Ari Aster released Eddington, a COVID-19 story that was partly a drama and a black comedy. The film might be a little too soon for some of us who lived through the pandemic but in years to come Eddington may be the movie that we use to explain what that period was like.
Comedies
The comedy genre is thin right now but there were a few notable films. Freakier Friday, the sequel to the 2003 film, was a lot of fun and ought to play for both young moviegoers and their parents.
The summer had a few offbeat and dark comedies. Oh, Hi! was a well acted dramedy in which a couple travels to an isolated cabin for a weekend getaway and faces a crisis in their relationship. Friendship starred Tim Robinson as a suburbanite who develops an unhealthy relationship with his neighbor, played by Paul Rudd.
On the sillier side, The Naked Gun remake was good fun.
Horror
Weapons was the horror hit of the season and rightly so but there were a few other notable horror pictures released this summer including Dangerous Animals, which put a fresh spin on the killer shark genre.
Together stars Dave Franco and Alison Brie as a longtime couple who encounters a curse that makes their bodies fuse together.
Bring Her Back is an exceptional horror film from Danny Philippou and Michael Philippou. It’s a devastating movie about grief with a great cast, especially Sally Hawkins.
Drama
Don’t Let’s Go to the Dogs Tonight is based on the memoir by Alexandra Fuller. In 1980 Zimbabwe Rhodesia, a family of white British farmers await the outcome of the election following the end of that country’s civil war. This is an exceptional historical drama that suggests challenging questions about identity, home, and power.

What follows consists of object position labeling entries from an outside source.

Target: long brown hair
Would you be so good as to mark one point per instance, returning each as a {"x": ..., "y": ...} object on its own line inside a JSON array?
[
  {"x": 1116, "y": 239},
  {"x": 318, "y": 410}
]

Sorry, Baby was written, directed by, and stars Eva Victor as a scholar who has become an English professor at her alma mater following an assault by her thesis advisor. It’s an impressively told story that navigates difficult subject matter with humor and empathy.
She Rides Shotgun is a neo-western in the spirit of Hell or High Water. A father and his estranged daughter go on the run, fleeing a drug kingpin. It’s exciting and brutal and ought to be more widely appreciated.